Potash stability prevails with all eyes on China. Potash prices remained mostly steady, with only slight fluctuations seen in Europe and parts of the US. Market attention continues to centre on the upcoming China contract and how it might influence the market. Despite expectations of potential price declines, if contract negotiations are delayed, formal talks have yet to begin.
In India, focus is now on the Fertiliser Association of India (FAI) Annual Seminar in December, where both producers and importers expect negotiations to take place. For now, the market is adopting a wait-and-see approach ahead of the government’s upcoming announcement of nutrient-based subsidy (NBS) rates for the next quarter.
The Southeast Asian MOP market continues to show price stability, serving as a key reference point regionally. In Europe, standard potash prices edged down slightly, with most offers now around €340/t cif. The Brazilian MOP market remained largely unchanged, with limited deals as buyers shift focus to SSP for the upcoming season. New offers at $365/t cfr emerged, but market participants generally viewed these as inflated.
Sulphur prices rise globally. Sulphur prices advanced further in the third week of October. The bullish sentiment is present even in markets where activity has been limited.
Transactions into both Indonesia and southern China are understood to have taken place at $400/t cfr, with Indonesian demand expected to continue through November. Offers of Middle East material into both China and Indonesia are understood to now be around the $340/t cfr price. This price level is supported by the latest QatarEnergy tender (35,000 tonnes) which, reportedly, was awarded above $400/t f.o.b. for November shipment.
OUTLOOK
Urea prices to find floor in near term before advancing. While the urea market has bottomed out with India back in the import market, and interest in Brazil and Europe picking up, prices have been revised lower in CRU’s latest forecast. Looking ahead, key downside risks include possible demand destruction in Europe in the first quarter of next year, due to a lack of clarity over the carbon border adjustment mechanism (CBAM). Demand in Brazil could also be lower than expected, if ammonium sulphate (AS) consumption were to increase. Prices could also come under increased pressure if India steps back from the market at the end of the year.

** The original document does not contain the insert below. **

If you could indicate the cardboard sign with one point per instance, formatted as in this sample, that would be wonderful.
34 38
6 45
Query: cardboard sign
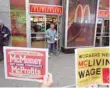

Ammonia buoyed in immediate term following Tampa price hike. Prices should continue to retain support in the short term amid ongoing supply constraints both east and west of Suez, although prices should begin to correct downwards as 2026 nears. The market looks very tight through to the end of the year, although some expect supply to improve in the fourth quarter. The commissioning of new capacity in the US Gulf, Baltic Sea and Middle East is likely to apply significant downward pressure on the market, as and when this emerges.
Phosphates prices to fall further but remain elevated. Prices are expected to decline further through the fourth quarter as buyer resistance to high prices grows across the globe. Despite this, prices are still likely to remain historically high, given the limited overall global availability resulting from China exiting the export market until at least the second quarter of 2026.
Potash prices expected to drift lower as demand softens. Prices are expected to remain stable to soft in the short term. Market focus will remain on upcoming contract negotiations, particularly in China, due to their influence on future price trends. Larger-than-expected price declines could occur, however, if falling crop prices negatively affect affordability and potash demand.
Sulphur prices to peak in fourth quarter. Global sulphur prices were adjusted upwards in CRU’s latest forecast, after the market moved to a higher price environment during September. Globally, sulphur price sentiment is likely to remain bullish in the coming weeks. Although sulphur demand in China is likely to decrease, now that the phosphate export window has closed, demand in Indonesia is expected to persist until the end of year. Short-term constraints on FSU-sourced sulphur are also likely to add to market tightness.